5. Seek Talent from Non-Traditional Places
One of the factors affecting the law firm talent war is the diversity of options for trained lawyers. Though many law school students still aspire to land jobs at law firms and advance from associate to partner, more alternative opportunities are available now than ever before. Law firms are competing for talent with corporations, law companies and alternative legal service providers, academic institutions, and legal technology product and service companies. This competition makes lawyers all the scarcer and in demand.
On the other hand, law firms can benefit from these other caches of legal talent. Firms may need lawyers or staff with very specific technical expertise, and they can target people currently working in legal tech or at alternative legal service providers. Or, perhaps the firm needs to work on improving efficiency, operations and compliance with corporate client guidelines. By looking outside the law firm and seeking out non-traditional candidates such as technology, project management or legal operations professionals, firms may be rewarded with a talent pool of qualified professionals who are already knowledgeable and can be fully productive in a shorter period.

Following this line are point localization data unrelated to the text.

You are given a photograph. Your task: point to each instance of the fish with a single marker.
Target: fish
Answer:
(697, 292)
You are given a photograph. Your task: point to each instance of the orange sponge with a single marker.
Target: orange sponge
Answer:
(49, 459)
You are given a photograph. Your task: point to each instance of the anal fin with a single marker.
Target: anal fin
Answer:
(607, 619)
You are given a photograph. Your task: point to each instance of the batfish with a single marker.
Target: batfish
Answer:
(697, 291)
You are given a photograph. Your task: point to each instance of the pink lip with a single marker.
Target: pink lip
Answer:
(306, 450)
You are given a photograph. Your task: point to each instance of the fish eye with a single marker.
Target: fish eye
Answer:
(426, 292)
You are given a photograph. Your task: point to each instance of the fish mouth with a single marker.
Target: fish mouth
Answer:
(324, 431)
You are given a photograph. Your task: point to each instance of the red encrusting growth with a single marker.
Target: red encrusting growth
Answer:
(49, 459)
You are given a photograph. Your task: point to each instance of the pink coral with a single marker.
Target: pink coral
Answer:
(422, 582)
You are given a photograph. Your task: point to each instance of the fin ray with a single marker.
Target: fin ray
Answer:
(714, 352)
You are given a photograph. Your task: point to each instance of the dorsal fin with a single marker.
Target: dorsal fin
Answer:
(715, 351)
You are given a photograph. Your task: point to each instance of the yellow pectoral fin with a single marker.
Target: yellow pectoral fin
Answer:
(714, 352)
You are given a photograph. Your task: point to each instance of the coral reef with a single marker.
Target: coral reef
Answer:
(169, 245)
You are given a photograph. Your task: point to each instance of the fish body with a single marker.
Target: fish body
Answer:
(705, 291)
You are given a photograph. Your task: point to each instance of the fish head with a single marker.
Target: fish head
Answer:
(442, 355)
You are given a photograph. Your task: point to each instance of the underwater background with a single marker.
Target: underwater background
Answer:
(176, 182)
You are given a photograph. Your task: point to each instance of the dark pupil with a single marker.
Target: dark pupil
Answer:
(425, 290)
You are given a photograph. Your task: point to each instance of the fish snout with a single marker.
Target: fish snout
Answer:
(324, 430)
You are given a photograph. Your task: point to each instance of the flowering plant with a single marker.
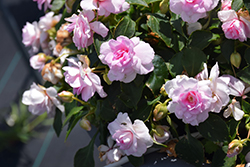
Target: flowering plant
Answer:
(171, 74)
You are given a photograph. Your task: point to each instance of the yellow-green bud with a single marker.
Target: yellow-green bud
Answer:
(164, 6)
(160, 111)
(66, 96)
(85, 124)
(234, 148)
(235, 59)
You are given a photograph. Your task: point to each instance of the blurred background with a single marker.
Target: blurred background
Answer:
(23, 143)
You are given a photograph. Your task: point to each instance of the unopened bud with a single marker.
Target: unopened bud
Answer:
(85, 124)
(160, 111)
(234, 148)
(66, 96)
(164, 6)
(235, 59)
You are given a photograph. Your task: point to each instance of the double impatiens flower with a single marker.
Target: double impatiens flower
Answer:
(192, 98)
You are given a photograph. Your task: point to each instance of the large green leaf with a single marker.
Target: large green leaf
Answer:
(201, 39)
(244, 74)
(175, 66)
(57, 125)
(126, 27)
(209, 129)
(190, 150)
(237, 4)
(247, 4)
(220, 158)
(84, 156)
(193, 60)
(161, 27)
(138, 2)
(156, 79)
(57, 5)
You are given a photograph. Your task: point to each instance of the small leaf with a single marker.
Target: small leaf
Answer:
(57, 125)
(138, 2)
(237, 4)
(136, 161)
(209, 129)
(192, 60)
(84, 156)
(125, 27)
(244, 74)
(57, 5)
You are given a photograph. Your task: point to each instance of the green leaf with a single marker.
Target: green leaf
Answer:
(131, 93)
(201, 39)
(138, 2)
(190, 150)
(136, 161)
(209, 129)
(57, 5)
(161, 27)
(72, 112)
(192, 60)
(220, 159)
(84, 156)
(175, 66)
(237, 4)
(247, 55)
(156, 79)
(227, 48)
(126, 27)
(57, 125)
(247, 4)
(244, 74)
(245, 106)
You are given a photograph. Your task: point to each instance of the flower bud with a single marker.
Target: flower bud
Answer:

Firms Must Truly Put Their “Best Foot Forward” to Attract and Retain Good People
Offering real flexibility and expanding the geographic scope for new talent is key to winning the talent war. Defining your culture and focusing on well-being and skill-building opportunities will help make your firm a desirable place to work for new hires — and keep current employees engaged.
There is no “right” way to navigate the evolving talent market. A great place to start is by asking your employees what they want and value.
Richard Branson’s philosophy still holds true: “Take care of your employees, and they’ll take care of your clients.” It’s as simple as that. These are words to live and work by.